Of course, the method you use will depend on the class of compound, but for unknown organic molecules, I would start with a molecular mass and NMR data from 1H, COSY, HSQC, HMBC. Subsequent iterations or refinements might require NOESY, TOCSY and if there is enough material maybe even an ADEQUATE.
The general approach that I teach is as follows. The first step is to identify the molecular formula from mass spec data and calculate the double bond equivalence. Subsequently:
- From 1H and 13C data, determine number of carbon environments, and account for all carbon atoms, as these will represent the individual jigsaw pieces
- Determine proton environments attached to 13C - tally up CH3, CH2, CH groups.
- Tally up integrals, identify symmetry and equivalence.
- This should account for almost all of your C and H atoms
2. Chemical shifts
- Establish functional group types based on chemical shifts (aromatic, alkene etc).
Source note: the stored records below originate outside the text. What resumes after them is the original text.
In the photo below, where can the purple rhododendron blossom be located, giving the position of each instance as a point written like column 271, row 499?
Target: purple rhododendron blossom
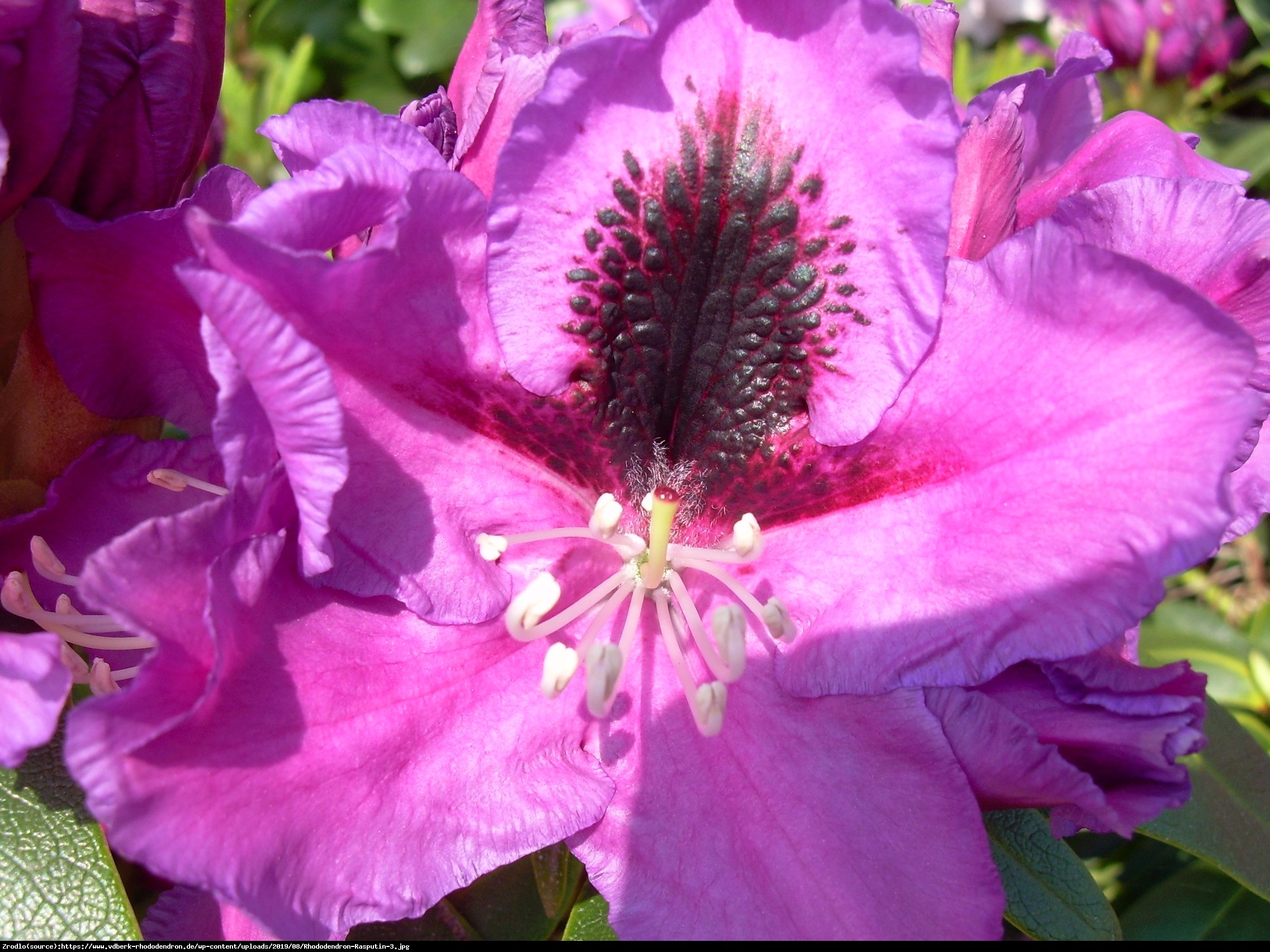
column 859, row 478
column 131, row 84
column 34, row 687
column 1095, row 739
column 841, row 535
column 1197, row 37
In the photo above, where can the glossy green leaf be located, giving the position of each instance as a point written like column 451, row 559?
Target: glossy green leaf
column 1198, row 903
column 1180, row 631
column 1049, row 894
column 506, row 904
column 1257, row 15
column 1227, row 819
column 58, row 880
column 589, row 922
column 432, row 32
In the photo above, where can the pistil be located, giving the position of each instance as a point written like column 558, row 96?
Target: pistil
column 652, row 570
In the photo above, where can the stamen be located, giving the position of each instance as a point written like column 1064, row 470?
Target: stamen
column 708, row 701
column 605, row 660
column 604, row 667
column 722, row 667
column 178, row 482
column 603, row 616
column 666, row 504
column 558, row 668
column 609, row 513
column 77, row 665
column 48, row 564
column 99, row 678
column 18, row 598
column 774, row 615
column 540, row 597
column 491, row 546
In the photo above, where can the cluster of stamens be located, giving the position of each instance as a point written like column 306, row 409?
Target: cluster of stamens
column 652, row 570
column 96, row 632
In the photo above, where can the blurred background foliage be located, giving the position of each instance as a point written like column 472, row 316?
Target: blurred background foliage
column 388, row 53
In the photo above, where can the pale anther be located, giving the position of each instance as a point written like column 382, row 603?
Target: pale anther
column 535, row 601
column 776, row 616
column 746, row 535
column 710, row 703
column 177, row 482
column 491, row 546
column 728, row 623
column 604, row 668
column 101, row 679
column 558, row 669
column 48, row 564
column 608, row 515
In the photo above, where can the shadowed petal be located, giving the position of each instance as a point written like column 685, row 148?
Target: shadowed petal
column 34, row 687
column 187, row 914
column 836, row 818
column 40, row 46
column 1094, row 739
column 293, row 386
column 149, row 79
column 990, row 174
column 1131, row 144
column 1057, row 456
column 113, row 315
column 279, row 729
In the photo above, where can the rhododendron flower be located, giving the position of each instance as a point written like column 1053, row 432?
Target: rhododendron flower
column 1095, row 739
column 1193, row 39
column 131, row 85
column 105, row 107
column 722, row 437
column 34, row 687
column 1034, row 147
column 126, row 339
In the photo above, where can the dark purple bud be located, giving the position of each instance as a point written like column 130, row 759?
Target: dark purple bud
column 435, row 117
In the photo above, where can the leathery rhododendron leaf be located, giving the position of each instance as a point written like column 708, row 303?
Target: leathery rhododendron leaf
column 1227, row 820
column 1049, row 894
column 59, row 879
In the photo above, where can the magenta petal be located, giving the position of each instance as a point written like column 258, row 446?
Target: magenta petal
column 149, row 79
column 1131, row 144
column 1096, row 739
column 40, row 47
column 800, row 820
column 880, row 211
column 1206, row 234
column 937, row 28
column 988, row 178
column 34, row 687
column 293, row 386
column 102, row 496
column 278, row 730
column 115, row 318
column 187, row 914
column 519, row 27
column 1057, row 112
column 1056, row 458
column 316, row 130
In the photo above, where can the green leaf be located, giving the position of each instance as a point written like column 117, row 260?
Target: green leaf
column 1227, row 819
column 1257, row 15
column 506, row 904
column 1198, row 903
column 59, row 879
column 1049, row 894
column 433, row 32
column 589, row 922
column 1180, row 631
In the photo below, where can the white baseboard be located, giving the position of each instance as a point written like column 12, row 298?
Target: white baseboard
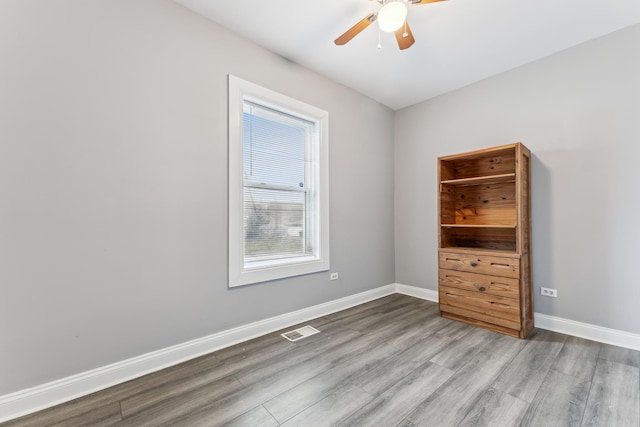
column 552, row 323
column 588, row 331
column 24, row 402
column 46, row 395
column 414, row 291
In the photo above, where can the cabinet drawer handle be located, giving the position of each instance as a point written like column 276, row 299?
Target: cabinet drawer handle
column 497, row 264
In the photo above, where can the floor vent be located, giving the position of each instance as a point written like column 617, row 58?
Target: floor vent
column 298, row 334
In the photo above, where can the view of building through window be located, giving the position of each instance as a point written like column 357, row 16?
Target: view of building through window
column 275, row 188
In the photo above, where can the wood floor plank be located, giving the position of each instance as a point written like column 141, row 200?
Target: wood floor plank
column 384, row 375
column 339, row 404
column 621, row 355
column 451, row 402
column 257, row 417
column 376, row 363
column 179, row 387
column 614, row 398
column 102, row 416
column 217, row 412
column 172, row 409
column 495, row 408
column 560, row 401
column 88, row 408
column 461, row 351
column 327, row 345
column 358, row 357
column 397, row 402
column 578, row 358
column 524, row 375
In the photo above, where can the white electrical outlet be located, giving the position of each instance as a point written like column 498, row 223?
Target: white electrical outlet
column 548, row 292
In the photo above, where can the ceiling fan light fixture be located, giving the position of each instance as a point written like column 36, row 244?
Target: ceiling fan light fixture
column 391, row 16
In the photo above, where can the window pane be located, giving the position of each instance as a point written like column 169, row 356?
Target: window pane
column 273, row 147
column 274, row 223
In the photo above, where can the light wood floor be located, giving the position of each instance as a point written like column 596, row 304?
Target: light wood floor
column 389, row 362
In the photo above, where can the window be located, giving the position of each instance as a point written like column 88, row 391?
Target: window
column 278, row 186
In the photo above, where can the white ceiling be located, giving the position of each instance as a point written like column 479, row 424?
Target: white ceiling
column 458, row 42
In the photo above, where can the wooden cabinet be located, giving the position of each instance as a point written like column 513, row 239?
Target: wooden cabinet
column 484, row 239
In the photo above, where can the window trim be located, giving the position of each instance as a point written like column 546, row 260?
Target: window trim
column 238, row 274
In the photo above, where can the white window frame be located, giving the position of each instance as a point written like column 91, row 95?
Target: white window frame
column 245, row 273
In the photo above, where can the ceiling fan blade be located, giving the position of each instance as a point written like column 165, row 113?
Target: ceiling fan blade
column 356, row 29
column 404, row 36
column 423, row 1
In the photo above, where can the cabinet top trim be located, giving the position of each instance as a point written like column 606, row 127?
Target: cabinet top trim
column 488, row 151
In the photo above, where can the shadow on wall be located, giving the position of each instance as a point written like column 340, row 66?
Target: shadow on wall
column 571, row 245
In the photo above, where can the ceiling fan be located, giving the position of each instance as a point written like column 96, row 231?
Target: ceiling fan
column 392, row 17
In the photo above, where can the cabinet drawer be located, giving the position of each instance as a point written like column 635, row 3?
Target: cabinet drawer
column 487, row 306
column 493, row 285
column 483, row 264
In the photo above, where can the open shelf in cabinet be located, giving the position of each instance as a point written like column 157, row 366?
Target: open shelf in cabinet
column 505, row 177
column 484, row 163
column 502, row 237
column 492, row 204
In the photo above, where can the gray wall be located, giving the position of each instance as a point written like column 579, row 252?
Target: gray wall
column 579, row 113
column 113, row 214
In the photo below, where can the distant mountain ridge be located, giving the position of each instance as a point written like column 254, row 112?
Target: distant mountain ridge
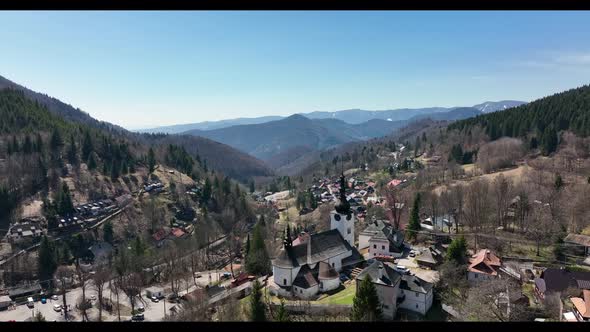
column 494, row 106
column 283, row 141
column 220, row 157
column 352, row 116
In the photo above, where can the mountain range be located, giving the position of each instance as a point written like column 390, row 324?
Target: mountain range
column 220, row 157
column 281, row 142
column 352, row 116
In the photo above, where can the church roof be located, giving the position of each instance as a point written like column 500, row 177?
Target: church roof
column 380, row 274
column 324, row 245
column 305, row 278
column 327, row 272
column 415, row 284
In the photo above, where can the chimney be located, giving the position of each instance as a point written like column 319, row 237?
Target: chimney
column 309, row 251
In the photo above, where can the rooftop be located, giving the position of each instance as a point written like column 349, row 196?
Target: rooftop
column 323, row 246
column 380, row 274
column 484, row 262
column 578, row 239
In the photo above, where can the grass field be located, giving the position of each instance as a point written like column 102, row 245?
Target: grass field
column 343, row 297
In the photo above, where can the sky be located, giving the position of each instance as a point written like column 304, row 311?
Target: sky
column 156, row 68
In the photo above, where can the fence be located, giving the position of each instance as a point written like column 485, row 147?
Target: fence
column 315, row 308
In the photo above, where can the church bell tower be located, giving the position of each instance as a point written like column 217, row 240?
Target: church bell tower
column 342, row 217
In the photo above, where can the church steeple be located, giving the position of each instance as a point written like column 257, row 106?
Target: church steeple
column 343, row 207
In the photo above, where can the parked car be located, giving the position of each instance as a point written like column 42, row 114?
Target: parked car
column 138, row 317
column 402, row 269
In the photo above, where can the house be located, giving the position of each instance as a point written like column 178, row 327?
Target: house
column 394, row 183
column 387, row 242
column 582, row 306
column 123, row 200
column 387, row 283
column 25, row 230
column 483, row 266
column 415, row 294
column 311, row 266
column 100, row 253
column 159, row 235
column 558, row 280
column 374, row 228
column 23, row 291
column 178, row 233
column 430, row 258
column 5, row 302
column 579, row 242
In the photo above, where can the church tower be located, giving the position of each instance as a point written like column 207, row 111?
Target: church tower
column 342, row 217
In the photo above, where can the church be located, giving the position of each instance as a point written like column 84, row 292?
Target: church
column 313, row 265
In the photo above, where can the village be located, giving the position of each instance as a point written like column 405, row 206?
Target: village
column 321, row 260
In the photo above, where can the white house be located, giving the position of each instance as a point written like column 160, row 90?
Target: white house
column 313, row 264
column 415, row 294
column 387, row 283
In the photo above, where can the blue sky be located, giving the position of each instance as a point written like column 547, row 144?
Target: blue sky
column 144, row 69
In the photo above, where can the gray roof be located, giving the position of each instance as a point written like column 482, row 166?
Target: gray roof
column 578, row 239
column 380, row 274
column 306, row 277
column 324, row 245
column 16, row 292
column 415, row 284
column 427, row 257
column 374, row 227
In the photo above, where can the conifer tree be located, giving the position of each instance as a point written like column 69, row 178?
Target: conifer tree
column 366, row 305
column 151, row 160
column 257, row 306
column 414, row 223
column 47, row 262
column 457, row 251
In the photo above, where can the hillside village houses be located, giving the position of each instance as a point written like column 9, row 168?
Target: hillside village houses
column 311, row 264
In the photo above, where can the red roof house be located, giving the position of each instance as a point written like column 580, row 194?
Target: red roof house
column 394, row 183
column 159, row 235
column 483, row 265
column 178, row 232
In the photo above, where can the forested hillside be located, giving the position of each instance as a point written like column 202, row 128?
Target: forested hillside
column 539, row 122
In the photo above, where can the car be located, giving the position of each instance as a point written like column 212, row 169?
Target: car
column 402, row 269
column 138, row 317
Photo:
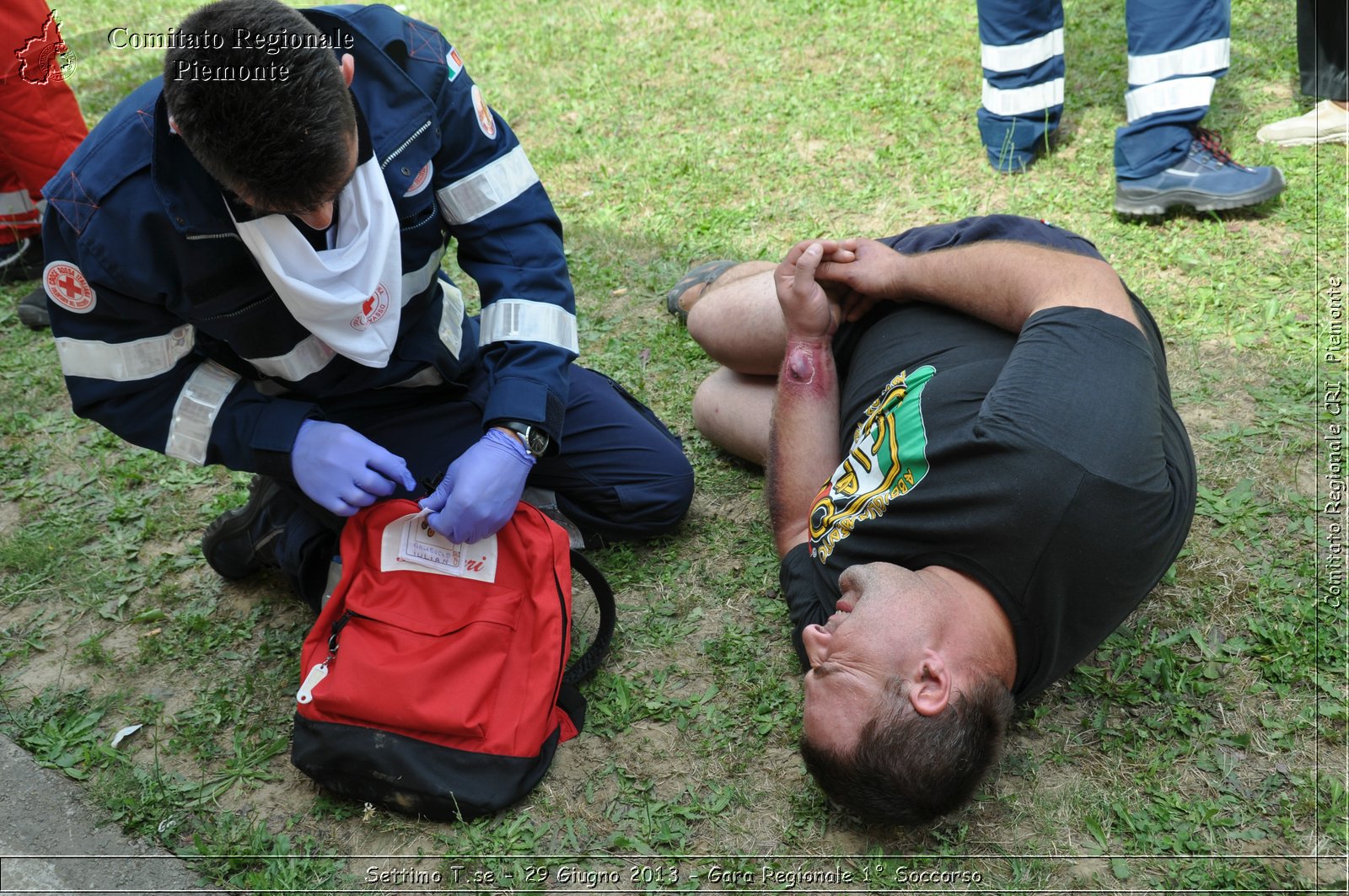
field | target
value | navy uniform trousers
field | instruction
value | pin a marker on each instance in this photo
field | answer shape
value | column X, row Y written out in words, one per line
column 1178, row 49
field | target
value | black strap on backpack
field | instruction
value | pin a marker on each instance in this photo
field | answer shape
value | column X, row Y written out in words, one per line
column 583, row 667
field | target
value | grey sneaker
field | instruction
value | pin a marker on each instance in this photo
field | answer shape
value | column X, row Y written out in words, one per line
column 1325, row 123
column 33, row 309
column 242, row 541
column 1207, row 179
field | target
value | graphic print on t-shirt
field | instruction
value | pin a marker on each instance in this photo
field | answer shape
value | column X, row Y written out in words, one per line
column 888, row 459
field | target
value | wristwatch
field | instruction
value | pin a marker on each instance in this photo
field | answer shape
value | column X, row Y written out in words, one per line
column 535, row 439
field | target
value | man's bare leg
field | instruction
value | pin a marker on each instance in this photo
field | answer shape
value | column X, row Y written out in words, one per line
column 734, row 412
column 739, row 323
column 737, row 320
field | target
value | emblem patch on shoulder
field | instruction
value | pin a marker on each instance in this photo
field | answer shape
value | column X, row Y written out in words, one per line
column 420, row 181
column 485, row 116
column 67, row 287
column 371, row 309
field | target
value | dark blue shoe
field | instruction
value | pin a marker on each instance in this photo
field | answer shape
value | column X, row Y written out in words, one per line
column 1207, row 179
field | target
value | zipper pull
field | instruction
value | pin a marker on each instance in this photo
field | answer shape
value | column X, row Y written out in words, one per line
column 307, row 691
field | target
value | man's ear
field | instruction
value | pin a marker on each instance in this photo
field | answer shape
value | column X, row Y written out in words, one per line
column 931, row 693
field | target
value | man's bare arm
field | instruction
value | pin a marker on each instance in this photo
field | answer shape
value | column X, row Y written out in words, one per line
column 997, row 281
column 803, row 444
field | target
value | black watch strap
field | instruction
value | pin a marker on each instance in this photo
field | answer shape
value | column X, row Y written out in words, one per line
column 536, row 440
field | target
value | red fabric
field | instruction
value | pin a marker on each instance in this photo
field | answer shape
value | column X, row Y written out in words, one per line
column 40, row 119
column 455, row 662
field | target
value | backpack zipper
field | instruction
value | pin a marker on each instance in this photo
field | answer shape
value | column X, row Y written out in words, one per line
column 305, row 694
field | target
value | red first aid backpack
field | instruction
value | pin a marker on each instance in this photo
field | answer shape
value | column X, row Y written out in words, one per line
column 436, row 679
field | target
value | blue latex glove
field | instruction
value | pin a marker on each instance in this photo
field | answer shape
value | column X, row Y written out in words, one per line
column 341, row 469
column 481, row 489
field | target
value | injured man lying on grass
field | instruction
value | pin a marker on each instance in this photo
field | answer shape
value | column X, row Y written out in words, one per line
column 975, row 475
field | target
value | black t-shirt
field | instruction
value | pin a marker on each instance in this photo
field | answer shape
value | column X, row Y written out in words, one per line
column 1050, row 466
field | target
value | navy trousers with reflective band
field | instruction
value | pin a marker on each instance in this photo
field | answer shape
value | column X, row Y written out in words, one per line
column 1177, row 53
column 618, row 474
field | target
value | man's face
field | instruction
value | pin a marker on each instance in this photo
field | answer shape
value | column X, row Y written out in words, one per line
column 321, row 216
column 879, row 632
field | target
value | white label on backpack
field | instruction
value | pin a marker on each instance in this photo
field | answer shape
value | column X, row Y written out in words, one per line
column 411, row 544
column 307, row 689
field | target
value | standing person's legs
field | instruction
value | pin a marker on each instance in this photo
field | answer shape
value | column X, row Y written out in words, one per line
column 1162, row 157
column 1022, row 54
column 1177, row 54
column 1322, row 49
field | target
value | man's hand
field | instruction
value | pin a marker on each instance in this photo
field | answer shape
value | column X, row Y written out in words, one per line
column 343, row 471
column 869, row 271
column 809, row 314
column 481, row 487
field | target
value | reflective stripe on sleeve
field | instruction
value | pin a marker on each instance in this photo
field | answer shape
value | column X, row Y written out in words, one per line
column 1201, row 58
column 308, row 357
column 1022, row 56
column 416, row 282
column 125, row 362
column 451, row 318
column 1023, row 100
column 1169, row 96
column 487, row 189
column 195, row 413
column 519, row 319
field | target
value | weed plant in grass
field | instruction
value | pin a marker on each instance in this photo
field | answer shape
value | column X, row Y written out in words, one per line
column 1201, row 748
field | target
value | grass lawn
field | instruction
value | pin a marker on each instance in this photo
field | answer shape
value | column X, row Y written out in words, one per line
column 1201, row 748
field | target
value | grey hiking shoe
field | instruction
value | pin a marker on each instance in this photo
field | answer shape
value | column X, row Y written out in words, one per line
column 243, row 540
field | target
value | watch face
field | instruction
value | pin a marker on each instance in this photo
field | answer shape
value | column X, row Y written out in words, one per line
column 537, row 442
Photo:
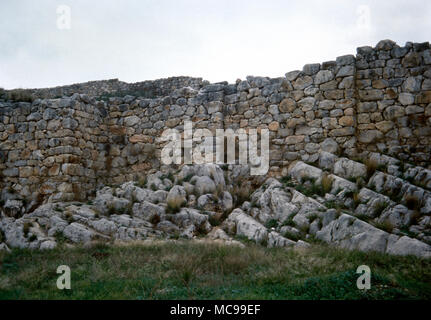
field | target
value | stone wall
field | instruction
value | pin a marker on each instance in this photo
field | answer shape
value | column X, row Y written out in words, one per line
column 112, row 87
column 379, row 100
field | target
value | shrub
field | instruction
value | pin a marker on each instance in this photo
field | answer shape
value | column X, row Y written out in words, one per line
column 214, row 221
column 289, row 222
column 174, row 205
column 356, row 199
column 413, row 202
column 292, row 236
column 20, row 95
column 327, row 181
column 241, row 193
column 385, row 226
column 273, row 223
column 26, row 228
column 371, row 165
column 381, row 206
column 188, row 177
- Look for possibility of heteroatom inclusion that ties in with the molecular formula
3. Couplings and spin systems
- From obvious 1D coupling and COSY data, start assembling spin system fragments
- From HMBC start assembling C–C connectivities
- Consider drawing out a correlation map to show connectivities, especially for complicated systems
- You should be reasonably confident about the spin system fragments leading into the next stage
4. Structure hypothesis
- Assemble spin system fragments into allowable possible structures, and test the structure against the data - that is rationalise the chemical shifts and couplings for all signals to see that they fit the model. If not, refine and try again.
A number of structure elucidation software packages exist, and they essentially base their method on building up a molecular correlation map, and then doing a chemical shift prediction for the proposed structure to give an overall confidence score. The sort of molecular map you might get looks something like the picture below. On the left are all the explained correlations, and on the right the incorrect correlations. What is important is look closely and the incorrect correlations, and rationalise them. In this case, all of the incorrect correlations would be allowable, and therefore we would have good confidence in this structure (which is understandable, as we know exactly what it is!). If we couldn't rationalise some of the correlations, we need to either reconsider our molecular structure, or re-analyse our data.